UK retailers promise to improve shopping for disabled consumers
today Nov 12, 2019
More than 2,500 retail businesses and organisations have pledged to improve their customer experience for disabled consumers.
Household names including Marks & Spencer, Sainsbury’s, Westfield, The Body Shop, Regatta and Intu will make long-term changes to make online and in-store shopping easier for disabled people.
The announcement was made by Purple, a disability charity, on Purple Tuesday.
According to new research, poor customer service and a lack of staff understanding are among the key barriers preventing disabled consumers from purchasing goods. 56% of disabled people are more likely to spend money with organisations if they educate staff about different disabilities, and 41% would like to see retailers improve the overall customer experience for disabled people.
Additionally, 41% would prioritise store/shop/location accessibility and 16% would like to see better website accessibility for people with disabilities.
The findings reveal there is still a long way to go to effectively target disabled consumers and their families, whose spending power is estimated to be £249 billion every year.
Sainsbury’s has pledged to trial a weekly Sunflower Hour in 30 stores, creating a calmer environment by reducing background noise and giving shoppers to option to pick up a sunflower lanyard to discreetly indicate they may need additional support.
Marks & Spencer has also introduced sunflower lanyards across the entire UK store estate, and launched a colleague campaign to train staff to better assist those with disabilities.
“Meeting the needs of disabled customers makes commercial sense for organisations of all sizes, from all sectors, but our message to organisations is: you don’t have to spend big budgets to make lasting change… Introducing staff training and improving website accessibility are low cost changes, but the difference to a company’s bottom line – as well as to a disabled consumer’s personal experience – can be significant,” said Mike Adams, chief executive of Purple.
Zoe Mountford, lead sustainability manager at Marks & Spencer added: “We’re committed to making M&S the UK’s most accessible retailer, whether customers are shopping online or in-store.
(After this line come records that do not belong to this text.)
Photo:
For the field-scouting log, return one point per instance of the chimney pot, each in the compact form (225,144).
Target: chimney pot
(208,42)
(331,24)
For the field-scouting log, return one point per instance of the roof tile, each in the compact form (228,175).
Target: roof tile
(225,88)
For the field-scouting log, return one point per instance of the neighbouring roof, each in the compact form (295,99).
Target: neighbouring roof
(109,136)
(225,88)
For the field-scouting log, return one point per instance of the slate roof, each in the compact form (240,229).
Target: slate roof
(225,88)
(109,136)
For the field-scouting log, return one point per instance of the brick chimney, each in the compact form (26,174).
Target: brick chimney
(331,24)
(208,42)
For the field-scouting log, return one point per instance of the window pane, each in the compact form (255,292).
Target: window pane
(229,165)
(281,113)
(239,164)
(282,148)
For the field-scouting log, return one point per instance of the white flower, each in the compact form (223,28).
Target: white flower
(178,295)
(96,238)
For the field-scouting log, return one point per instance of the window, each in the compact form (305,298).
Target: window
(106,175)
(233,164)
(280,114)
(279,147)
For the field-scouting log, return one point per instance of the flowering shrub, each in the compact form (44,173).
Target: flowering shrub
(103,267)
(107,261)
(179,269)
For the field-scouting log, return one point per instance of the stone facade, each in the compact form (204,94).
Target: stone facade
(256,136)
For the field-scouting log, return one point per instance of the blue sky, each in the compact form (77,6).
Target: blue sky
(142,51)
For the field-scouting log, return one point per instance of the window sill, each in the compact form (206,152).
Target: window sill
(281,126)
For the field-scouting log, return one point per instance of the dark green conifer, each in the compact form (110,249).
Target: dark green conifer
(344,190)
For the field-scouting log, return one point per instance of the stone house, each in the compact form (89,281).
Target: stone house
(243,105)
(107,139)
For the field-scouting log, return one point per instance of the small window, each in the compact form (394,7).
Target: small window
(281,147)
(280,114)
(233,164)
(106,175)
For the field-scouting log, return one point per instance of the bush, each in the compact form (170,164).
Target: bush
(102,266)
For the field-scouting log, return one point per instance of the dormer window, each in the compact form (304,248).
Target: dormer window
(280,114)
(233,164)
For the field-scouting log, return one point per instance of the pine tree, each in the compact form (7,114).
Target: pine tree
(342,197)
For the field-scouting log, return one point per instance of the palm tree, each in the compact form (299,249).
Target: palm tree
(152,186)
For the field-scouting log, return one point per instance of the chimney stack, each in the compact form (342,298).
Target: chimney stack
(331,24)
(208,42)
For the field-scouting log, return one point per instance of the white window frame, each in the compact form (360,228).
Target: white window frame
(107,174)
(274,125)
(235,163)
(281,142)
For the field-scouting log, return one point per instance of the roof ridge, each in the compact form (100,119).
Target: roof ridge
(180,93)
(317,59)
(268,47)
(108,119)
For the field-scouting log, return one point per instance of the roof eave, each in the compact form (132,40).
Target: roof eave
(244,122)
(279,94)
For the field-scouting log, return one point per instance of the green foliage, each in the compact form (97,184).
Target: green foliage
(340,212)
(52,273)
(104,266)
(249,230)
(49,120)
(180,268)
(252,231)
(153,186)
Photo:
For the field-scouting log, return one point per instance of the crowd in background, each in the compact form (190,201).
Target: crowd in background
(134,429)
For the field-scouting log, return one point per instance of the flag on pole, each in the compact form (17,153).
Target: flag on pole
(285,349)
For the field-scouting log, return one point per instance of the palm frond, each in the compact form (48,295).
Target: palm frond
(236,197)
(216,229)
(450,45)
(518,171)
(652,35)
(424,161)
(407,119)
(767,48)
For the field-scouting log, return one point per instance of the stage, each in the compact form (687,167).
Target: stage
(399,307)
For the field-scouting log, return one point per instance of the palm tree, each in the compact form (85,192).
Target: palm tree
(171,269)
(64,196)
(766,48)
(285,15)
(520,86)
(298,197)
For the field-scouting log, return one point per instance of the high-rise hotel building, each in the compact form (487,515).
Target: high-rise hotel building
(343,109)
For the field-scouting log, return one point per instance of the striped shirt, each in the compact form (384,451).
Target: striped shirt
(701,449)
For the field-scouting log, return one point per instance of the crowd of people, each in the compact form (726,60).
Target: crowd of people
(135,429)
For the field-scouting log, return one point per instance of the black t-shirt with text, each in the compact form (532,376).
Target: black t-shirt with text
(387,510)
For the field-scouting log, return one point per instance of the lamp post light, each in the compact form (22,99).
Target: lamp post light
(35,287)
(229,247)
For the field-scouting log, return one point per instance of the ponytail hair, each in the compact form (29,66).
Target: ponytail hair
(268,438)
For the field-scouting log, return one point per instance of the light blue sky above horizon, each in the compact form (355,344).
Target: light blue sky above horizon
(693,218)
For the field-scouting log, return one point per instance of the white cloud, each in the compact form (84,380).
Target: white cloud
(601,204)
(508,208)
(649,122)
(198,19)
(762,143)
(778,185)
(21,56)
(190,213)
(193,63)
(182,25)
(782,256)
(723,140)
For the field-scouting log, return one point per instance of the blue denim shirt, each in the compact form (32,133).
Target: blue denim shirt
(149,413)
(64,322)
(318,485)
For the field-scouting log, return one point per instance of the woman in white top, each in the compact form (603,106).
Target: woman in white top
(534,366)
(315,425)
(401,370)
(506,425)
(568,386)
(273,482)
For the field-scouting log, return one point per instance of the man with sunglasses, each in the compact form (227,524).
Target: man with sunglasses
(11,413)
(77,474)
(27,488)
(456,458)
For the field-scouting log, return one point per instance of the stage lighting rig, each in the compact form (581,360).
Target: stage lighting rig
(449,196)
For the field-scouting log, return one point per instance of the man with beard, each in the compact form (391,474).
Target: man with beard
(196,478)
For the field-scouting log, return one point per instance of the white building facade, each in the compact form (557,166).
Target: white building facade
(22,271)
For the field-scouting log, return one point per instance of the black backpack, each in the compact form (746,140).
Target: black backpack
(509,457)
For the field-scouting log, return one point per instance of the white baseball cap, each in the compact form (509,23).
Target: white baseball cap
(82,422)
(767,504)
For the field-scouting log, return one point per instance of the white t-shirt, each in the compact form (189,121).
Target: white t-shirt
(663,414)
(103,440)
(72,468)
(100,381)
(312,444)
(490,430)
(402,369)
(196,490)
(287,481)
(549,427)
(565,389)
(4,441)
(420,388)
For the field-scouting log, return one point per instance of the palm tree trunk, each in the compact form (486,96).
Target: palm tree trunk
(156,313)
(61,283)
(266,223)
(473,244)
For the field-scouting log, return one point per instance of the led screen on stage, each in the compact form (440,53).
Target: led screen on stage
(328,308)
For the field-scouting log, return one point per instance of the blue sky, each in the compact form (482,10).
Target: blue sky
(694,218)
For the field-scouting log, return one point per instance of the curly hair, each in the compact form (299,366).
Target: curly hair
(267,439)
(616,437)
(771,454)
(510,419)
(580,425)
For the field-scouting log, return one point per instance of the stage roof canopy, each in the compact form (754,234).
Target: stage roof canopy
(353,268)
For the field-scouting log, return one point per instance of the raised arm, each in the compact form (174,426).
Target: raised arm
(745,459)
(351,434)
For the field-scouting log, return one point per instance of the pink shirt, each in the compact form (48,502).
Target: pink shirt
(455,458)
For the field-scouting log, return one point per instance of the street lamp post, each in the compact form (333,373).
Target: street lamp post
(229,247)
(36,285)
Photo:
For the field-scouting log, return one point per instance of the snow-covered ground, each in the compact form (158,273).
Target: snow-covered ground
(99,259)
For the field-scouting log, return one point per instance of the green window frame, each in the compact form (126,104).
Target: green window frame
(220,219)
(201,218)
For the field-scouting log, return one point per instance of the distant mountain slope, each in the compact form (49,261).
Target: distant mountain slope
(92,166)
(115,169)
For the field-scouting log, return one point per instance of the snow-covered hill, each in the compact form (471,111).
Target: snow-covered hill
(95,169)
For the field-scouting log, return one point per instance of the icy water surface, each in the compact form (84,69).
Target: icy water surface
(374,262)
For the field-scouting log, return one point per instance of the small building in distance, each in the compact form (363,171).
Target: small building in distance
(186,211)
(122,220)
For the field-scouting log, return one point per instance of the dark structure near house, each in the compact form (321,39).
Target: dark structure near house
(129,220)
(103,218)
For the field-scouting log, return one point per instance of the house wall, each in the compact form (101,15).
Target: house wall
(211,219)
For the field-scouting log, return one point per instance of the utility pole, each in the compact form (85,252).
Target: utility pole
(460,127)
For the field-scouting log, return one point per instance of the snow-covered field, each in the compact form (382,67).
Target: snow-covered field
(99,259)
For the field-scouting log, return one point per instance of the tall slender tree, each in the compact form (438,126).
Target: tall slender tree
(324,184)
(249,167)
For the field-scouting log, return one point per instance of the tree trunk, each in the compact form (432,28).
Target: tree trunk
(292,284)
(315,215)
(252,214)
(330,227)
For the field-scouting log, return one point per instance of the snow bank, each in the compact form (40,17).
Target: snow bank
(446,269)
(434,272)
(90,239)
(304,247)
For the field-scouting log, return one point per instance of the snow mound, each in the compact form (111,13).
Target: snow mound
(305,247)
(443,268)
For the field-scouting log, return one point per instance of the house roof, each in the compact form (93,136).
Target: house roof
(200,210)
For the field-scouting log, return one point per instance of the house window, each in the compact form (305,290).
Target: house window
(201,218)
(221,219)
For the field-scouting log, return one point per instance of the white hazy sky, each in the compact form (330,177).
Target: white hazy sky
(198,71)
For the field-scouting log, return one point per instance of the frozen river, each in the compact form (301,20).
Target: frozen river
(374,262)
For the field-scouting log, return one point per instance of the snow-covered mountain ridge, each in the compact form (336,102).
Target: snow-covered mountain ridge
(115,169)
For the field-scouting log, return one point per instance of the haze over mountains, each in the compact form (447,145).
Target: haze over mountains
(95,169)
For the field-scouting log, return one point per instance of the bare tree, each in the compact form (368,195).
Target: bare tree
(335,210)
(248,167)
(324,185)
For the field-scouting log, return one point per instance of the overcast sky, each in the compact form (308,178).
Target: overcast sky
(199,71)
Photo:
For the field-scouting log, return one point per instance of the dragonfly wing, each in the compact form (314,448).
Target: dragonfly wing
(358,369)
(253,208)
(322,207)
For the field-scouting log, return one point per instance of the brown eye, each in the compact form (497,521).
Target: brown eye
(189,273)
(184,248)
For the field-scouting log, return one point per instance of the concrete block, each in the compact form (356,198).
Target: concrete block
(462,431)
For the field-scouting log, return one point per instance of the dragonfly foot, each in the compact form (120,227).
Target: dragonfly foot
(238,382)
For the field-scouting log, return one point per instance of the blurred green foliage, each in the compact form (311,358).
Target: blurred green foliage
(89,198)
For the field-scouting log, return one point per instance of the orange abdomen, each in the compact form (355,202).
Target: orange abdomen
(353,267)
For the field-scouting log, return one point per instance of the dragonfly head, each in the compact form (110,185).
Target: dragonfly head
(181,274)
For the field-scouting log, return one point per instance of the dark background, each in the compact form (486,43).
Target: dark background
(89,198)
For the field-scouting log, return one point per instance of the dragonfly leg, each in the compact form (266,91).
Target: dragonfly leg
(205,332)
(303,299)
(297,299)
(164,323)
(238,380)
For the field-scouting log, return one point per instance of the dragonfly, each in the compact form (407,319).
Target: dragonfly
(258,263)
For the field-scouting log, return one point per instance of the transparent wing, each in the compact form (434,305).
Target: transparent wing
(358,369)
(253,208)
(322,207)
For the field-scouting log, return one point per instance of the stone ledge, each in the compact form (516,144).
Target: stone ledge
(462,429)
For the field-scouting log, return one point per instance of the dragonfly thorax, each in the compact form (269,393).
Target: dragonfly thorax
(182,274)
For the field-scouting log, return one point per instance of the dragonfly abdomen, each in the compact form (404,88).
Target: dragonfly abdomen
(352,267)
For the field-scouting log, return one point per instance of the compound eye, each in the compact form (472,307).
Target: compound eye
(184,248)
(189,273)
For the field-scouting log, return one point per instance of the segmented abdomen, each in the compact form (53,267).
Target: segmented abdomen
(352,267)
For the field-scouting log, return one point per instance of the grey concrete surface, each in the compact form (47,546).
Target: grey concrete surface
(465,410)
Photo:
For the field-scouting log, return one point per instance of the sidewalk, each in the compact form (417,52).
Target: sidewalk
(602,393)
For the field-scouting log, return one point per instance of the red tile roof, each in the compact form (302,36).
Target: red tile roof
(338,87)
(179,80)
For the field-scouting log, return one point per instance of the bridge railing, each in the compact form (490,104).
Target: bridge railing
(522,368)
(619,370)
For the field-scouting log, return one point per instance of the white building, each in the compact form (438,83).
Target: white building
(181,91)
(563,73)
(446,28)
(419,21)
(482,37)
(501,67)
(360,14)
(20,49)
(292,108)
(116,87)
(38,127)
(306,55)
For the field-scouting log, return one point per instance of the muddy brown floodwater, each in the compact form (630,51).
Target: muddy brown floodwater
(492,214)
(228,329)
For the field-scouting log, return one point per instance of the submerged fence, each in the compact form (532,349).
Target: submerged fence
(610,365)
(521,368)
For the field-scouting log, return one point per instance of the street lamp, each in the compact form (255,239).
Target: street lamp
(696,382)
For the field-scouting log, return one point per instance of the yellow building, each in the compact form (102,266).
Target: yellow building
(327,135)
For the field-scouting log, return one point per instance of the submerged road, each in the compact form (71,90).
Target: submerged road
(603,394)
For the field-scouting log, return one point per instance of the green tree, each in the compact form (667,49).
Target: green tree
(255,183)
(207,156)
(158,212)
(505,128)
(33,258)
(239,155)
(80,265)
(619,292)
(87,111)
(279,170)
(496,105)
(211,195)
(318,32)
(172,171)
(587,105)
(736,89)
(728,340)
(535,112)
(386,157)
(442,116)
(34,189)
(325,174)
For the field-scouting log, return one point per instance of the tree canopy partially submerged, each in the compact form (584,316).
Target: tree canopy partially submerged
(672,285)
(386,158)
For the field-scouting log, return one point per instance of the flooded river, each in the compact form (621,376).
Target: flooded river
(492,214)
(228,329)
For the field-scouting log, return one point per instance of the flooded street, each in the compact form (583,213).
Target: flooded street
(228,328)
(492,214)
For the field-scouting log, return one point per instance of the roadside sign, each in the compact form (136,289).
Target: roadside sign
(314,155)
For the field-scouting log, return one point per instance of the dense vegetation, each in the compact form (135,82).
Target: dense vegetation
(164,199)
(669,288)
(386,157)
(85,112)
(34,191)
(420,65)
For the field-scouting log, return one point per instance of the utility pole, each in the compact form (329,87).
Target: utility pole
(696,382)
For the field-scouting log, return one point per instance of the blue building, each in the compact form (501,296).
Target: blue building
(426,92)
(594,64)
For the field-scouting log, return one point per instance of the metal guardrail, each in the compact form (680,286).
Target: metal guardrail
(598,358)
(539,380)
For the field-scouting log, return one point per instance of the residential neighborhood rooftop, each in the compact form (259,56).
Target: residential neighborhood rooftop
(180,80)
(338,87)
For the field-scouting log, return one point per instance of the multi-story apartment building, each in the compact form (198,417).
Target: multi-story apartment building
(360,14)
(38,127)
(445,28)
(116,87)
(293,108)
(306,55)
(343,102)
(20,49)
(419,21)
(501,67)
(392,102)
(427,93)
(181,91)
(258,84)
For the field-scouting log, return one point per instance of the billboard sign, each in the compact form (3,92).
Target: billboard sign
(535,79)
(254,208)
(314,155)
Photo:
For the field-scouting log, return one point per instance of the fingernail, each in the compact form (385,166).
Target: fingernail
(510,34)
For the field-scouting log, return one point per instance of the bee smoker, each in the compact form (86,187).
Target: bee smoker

Earlier this year we became the first retailer to introduce sunflower lanyards for customers with hidden disabilities into all of our stores, this came one year after we launched daywear for children with disabilities and two years after we published AccessAble Guides.”
The number of businesses supporting Purple Tuesday increased from 750 in 2018 to 2,500 this year. Purple estimates that the spending power of disabled consumers and their families increases by an average of 14% per annum.